Synthetic dataset generation for object-to-model deep learning in industrial applications
Matthew Z. Wong, Kiyohito Kunii, Max Baylis, Wai Hong Ong, Pavel, Kroupa, Swen Koller

TL;DR
This paper presents a synthetic data generation framework using 3D models and photogrammetry to train deep learning models for industrial object detection, achieving high accuracy with minimal manual annotation.
Contribution
The work introduces an end-to-end pipeline for creating synthetic datasets from real-world objects to train effective deep learning models for industrial applications.
Findings
Achieved 95.8% classification accuracy on real test images.
Generated 100k synthetic images from 60 real images per class.
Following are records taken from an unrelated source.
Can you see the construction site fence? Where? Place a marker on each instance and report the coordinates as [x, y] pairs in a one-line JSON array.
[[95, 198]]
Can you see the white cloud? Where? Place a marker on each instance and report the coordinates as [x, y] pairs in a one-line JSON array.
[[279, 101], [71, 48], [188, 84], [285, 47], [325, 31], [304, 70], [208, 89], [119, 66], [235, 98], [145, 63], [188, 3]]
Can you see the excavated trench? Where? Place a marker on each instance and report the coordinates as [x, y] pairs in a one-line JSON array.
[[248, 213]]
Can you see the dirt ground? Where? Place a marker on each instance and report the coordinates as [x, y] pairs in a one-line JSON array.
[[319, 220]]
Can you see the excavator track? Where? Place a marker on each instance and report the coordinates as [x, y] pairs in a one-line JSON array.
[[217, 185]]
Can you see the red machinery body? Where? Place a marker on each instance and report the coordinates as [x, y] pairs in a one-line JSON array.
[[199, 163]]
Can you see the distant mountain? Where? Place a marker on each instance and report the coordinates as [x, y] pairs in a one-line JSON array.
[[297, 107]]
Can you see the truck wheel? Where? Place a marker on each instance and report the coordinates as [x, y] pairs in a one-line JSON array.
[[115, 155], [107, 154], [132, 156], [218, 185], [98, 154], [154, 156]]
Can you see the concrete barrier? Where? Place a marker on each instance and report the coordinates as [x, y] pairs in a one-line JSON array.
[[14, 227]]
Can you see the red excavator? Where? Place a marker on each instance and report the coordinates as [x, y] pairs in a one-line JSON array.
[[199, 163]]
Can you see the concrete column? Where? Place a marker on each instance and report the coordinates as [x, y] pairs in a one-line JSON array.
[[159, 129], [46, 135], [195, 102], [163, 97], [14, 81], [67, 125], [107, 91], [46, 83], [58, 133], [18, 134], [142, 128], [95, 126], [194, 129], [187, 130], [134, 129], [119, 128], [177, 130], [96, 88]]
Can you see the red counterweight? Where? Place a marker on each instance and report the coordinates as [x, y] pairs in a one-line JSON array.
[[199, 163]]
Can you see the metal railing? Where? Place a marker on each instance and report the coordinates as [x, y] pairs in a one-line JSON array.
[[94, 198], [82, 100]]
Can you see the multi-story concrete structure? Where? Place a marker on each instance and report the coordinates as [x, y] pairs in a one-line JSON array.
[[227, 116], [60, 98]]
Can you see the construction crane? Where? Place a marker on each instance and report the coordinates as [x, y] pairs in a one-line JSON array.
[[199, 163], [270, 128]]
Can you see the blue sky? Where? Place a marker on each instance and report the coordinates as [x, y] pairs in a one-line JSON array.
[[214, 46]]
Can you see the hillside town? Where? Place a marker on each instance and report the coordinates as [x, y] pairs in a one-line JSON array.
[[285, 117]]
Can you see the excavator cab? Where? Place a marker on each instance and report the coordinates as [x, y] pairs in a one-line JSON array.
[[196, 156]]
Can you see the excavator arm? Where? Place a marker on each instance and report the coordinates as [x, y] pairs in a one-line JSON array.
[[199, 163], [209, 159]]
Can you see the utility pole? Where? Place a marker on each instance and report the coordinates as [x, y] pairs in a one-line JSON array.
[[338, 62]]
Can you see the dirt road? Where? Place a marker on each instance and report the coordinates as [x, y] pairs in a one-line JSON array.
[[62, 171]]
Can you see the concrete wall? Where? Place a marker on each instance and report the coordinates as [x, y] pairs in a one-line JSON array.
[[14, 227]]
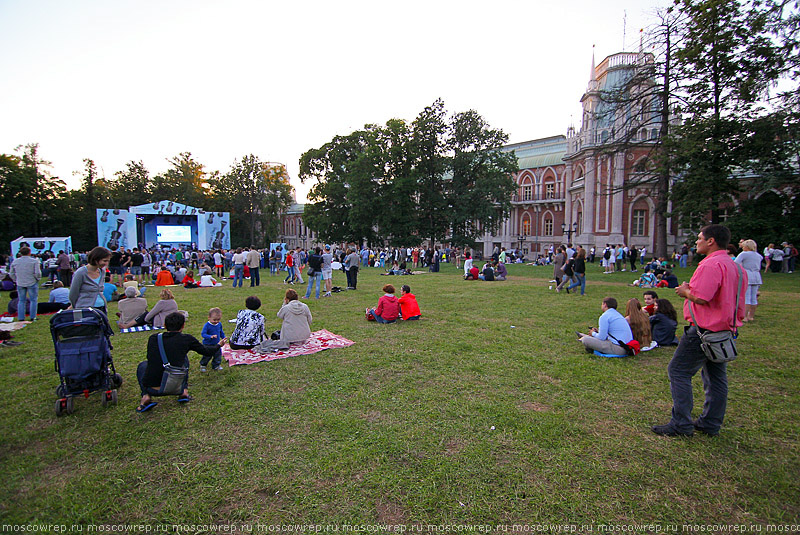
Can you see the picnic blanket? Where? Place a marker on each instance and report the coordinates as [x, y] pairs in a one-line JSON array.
[[139, 329], [319, 341]]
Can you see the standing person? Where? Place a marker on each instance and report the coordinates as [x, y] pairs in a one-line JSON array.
[[88, 281], [253, 261], [750, 261], [26, 272], [558, 267], [711, 296], [612, 331], [327, 270], [212, 335], [314, 271], [579, 269], [351, 266], [64, 268], [289, 270], [238, 267], [633, 254]]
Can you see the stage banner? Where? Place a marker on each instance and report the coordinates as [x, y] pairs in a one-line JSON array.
[[281, 249], [215, 230], [43, 245], [116, 228]]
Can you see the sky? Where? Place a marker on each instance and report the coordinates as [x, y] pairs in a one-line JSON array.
[[145, 80]]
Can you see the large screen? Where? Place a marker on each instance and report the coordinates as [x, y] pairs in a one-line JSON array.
[[173, 233]]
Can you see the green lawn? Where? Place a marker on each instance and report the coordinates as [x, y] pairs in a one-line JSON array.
[[486, 411]]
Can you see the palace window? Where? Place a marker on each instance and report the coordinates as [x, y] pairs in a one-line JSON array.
[[639, 223], [526, 226]]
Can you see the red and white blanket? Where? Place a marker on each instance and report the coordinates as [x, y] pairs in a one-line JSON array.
[[319, 341]]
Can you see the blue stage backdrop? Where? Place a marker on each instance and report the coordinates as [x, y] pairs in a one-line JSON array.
[[163, 223]]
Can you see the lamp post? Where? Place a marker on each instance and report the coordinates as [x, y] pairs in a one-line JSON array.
[[569, 231]]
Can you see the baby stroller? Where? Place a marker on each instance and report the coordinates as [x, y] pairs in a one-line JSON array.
[[83, 357]]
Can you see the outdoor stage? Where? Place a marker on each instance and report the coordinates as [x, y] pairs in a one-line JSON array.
[[163, 224]]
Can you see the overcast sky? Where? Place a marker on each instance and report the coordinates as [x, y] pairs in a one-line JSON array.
[[145, 80]]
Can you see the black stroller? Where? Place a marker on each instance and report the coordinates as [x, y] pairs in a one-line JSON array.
[[83, 357]]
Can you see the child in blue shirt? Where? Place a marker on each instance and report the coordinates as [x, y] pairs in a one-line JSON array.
[[212, 333]]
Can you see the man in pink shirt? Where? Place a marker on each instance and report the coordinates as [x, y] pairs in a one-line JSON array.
[[711, 294]]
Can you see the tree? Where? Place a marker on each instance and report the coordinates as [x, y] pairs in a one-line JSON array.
[[481, 187], [429, 149], [131, 186], [728, 60], [185, 182], [260, 192]]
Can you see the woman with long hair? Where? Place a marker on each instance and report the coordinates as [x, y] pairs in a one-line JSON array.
[[664, 322], [87, 283], [750, 261], [639, 322]]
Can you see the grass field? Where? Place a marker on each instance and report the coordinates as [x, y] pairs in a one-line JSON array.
[[486, 411]]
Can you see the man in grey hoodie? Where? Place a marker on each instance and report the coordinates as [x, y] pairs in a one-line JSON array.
[[296, 325], [26, 272]]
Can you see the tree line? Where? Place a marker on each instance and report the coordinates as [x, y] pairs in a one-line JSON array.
[[438, 178], [35, 203]]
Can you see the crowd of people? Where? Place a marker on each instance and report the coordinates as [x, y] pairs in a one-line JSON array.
[[95, 278]]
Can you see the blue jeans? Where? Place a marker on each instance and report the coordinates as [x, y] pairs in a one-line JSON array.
[[315, 277], [580, 282], [31, 293], [687, 360]]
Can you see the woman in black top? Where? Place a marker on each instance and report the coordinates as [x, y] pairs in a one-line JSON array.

Trained a real-time detector using synthetic, annotated data.
Abstract
The availability of large image data sets has been a crucial factor in the success of deep learning-based classification and detection methods. While data sets for everyday objects are widely available, data for specific industrial use-cases (e.g. identifying packaged products in a warehouse) remains scarce. In such cases, the data sets have to be created from scratch, placing a crucial bottleneck on the deployment of deep learning techniques in industrial applications. We present work carried out in collaboration with a leading UK online supermarket, with the aim of creating a computer vision system capable of detecting and identifying unique supermarket products in a warehouse setting. To this end, we demonstrate a framework for using synthetic data to create an end-to-end deep learning pipeline, beginning with real-world objects and culminating in a trained model. Our method is…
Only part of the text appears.